The Bengals went into Pittsburgh with their playoff dreams on the table. With New England’s loss to Miami earlier in the afternoon, they had the chance to leapfrog them in the standings and seize control of the #2 seed with the final two games of their season being played in The Jungle, a place where they have not lost all year long. However, as things turned out, the trip to the Steel City was a forgettable as the Cardiac Cats dropped a tough one to the desperate Steelers.
This was one of those games where you could not afford to take a bathroom break during special teams plays. A lot went on during kickoffs and punts in this one. Let’s hit the checklist: we saw a botched snap from the longsnapper, Clark Harris. Punter Kevin Huber was unable to field the ball cleanly and he had to eat it at his own one yard line. This lead to a one yard Le’Veon Bell touchdown run. Later on, Huber punted the ball down the field towards Antonio Brown. Brown returned the punt 67 punts to the house. On the play Huber was laid out by a Steeler player. As it turned out, he fractured his jaw on the play and was going to miss the rest of the game. Since most teams do not carry two punters on their 53-man roster, booting the ball away was going to be a problem for Cincy. Place-kicker Mike Nugent would do the honors, which made for some more interesting television. Finally, on a play that nobody really talked about, Nugent kicked the ball off (with the team down 30-14 with 14:09 left in the game) to Felix Jones. Jones deflected the ball backwards at the five yard line. It rolled into the end zone where he was able to go and retrieve it. He then kneeled on the ball which should have been ruled a safety. Last I checked, you cannot touch a ball in the field of play and then kneel it in the end zone. Someone should correct me if I’m wrong, but I am pretty sure that play was illegal. But then again, who am I to argue with Ed Hochuli. He is one of the best refs and has one of the best crews in the business.
Outside of the adventure that was special teams play, we saw some solid quarterback play from Ben Roethlisberger. He was very accurate early on in this game and played turnover-free football until the third quarter.
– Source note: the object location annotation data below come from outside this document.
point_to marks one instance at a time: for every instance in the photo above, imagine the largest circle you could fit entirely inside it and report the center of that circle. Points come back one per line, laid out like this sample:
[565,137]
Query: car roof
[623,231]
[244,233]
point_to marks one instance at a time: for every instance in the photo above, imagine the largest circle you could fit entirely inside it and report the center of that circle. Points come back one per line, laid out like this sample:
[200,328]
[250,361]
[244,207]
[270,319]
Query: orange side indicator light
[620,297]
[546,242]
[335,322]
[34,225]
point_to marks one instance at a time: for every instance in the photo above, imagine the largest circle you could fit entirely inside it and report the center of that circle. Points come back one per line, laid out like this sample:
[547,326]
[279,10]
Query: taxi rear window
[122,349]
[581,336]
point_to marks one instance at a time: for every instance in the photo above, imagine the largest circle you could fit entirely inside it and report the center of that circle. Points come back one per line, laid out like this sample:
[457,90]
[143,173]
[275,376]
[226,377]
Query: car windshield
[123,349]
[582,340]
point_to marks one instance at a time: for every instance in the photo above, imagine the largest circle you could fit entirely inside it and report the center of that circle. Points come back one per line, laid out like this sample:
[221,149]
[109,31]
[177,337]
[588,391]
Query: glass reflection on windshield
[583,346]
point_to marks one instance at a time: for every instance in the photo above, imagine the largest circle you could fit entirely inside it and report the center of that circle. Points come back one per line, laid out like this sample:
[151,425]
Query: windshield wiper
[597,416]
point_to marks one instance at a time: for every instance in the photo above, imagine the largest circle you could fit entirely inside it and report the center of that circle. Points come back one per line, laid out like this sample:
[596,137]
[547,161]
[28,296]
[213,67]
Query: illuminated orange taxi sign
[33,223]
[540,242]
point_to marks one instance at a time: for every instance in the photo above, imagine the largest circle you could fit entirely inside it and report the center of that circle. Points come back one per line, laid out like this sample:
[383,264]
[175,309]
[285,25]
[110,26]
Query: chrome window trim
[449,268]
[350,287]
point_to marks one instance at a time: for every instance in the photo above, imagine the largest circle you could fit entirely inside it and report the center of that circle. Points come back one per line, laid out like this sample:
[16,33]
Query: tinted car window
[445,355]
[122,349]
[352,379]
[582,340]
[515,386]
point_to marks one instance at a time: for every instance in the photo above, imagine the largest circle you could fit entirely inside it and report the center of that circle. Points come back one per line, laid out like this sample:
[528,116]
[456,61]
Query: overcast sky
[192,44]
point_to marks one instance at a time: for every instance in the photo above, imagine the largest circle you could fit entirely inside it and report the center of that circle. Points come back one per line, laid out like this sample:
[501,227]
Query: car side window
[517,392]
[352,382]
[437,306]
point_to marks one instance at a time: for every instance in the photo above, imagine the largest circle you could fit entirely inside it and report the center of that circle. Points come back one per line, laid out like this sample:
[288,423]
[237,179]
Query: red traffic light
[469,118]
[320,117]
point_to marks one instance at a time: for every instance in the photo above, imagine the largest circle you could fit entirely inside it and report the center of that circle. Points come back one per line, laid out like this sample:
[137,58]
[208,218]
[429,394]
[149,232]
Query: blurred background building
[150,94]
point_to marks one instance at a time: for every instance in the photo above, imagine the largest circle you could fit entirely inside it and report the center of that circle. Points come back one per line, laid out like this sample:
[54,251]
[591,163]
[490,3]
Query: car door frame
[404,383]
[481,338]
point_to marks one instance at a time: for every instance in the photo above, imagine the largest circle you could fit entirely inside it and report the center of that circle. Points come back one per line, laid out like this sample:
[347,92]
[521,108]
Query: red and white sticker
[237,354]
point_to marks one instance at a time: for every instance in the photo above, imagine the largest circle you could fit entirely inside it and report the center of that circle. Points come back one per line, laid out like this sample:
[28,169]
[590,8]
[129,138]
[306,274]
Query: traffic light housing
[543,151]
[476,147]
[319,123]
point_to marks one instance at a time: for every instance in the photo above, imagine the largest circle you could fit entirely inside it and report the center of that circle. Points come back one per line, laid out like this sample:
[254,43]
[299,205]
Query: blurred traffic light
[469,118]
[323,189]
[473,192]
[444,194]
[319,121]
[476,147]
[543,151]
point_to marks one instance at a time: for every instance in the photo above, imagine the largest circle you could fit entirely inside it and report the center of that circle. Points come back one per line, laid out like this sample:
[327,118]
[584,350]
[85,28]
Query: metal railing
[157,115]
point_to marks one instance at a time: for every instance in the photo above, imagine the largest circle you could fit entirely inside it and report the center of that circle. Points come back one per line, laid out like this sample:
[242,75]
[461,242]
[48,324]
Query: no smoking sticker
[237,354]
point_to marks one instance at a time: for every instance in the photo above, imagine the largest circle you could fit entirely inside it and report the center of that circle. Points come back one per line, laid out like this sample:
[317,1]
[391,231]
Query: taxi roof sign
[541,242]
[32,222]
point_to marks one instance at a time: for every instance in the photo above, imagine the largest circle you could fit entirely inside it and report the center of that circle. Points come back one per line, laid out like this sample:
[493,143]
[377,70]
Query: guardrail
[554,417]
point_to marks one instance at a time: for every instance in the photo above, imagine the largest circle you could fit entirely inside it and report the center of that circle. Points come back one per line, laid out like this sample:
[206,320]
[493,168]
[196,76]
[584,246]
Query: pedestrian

At the 12:32 mark, he tossed a pass up the left sideline in the direction of Emmanuel Sanders. However, the wind caught hold of the ball and held it up in the air for a bit longer than Big Ben would have liked it to have been. This allowed Adam Jones, the Cincinnati corner, to make a play on it and come down with the interception. Other than that one play, I thought that Roethlisberger did a nice job throwing the ball on target to his open receivers. It was nice to see him getting the ball out of his hands quickly. The Bengals have a fierce pass rush, and they were not able to put much pressure on the QB in this game. Utilization of quick screens and hitch routes really helped in this situation, but when the team wanted to pass the ball down field, the Steeler front did a great job in five-man protection. I thought it was one of the more impressive outings from this O-line all year long.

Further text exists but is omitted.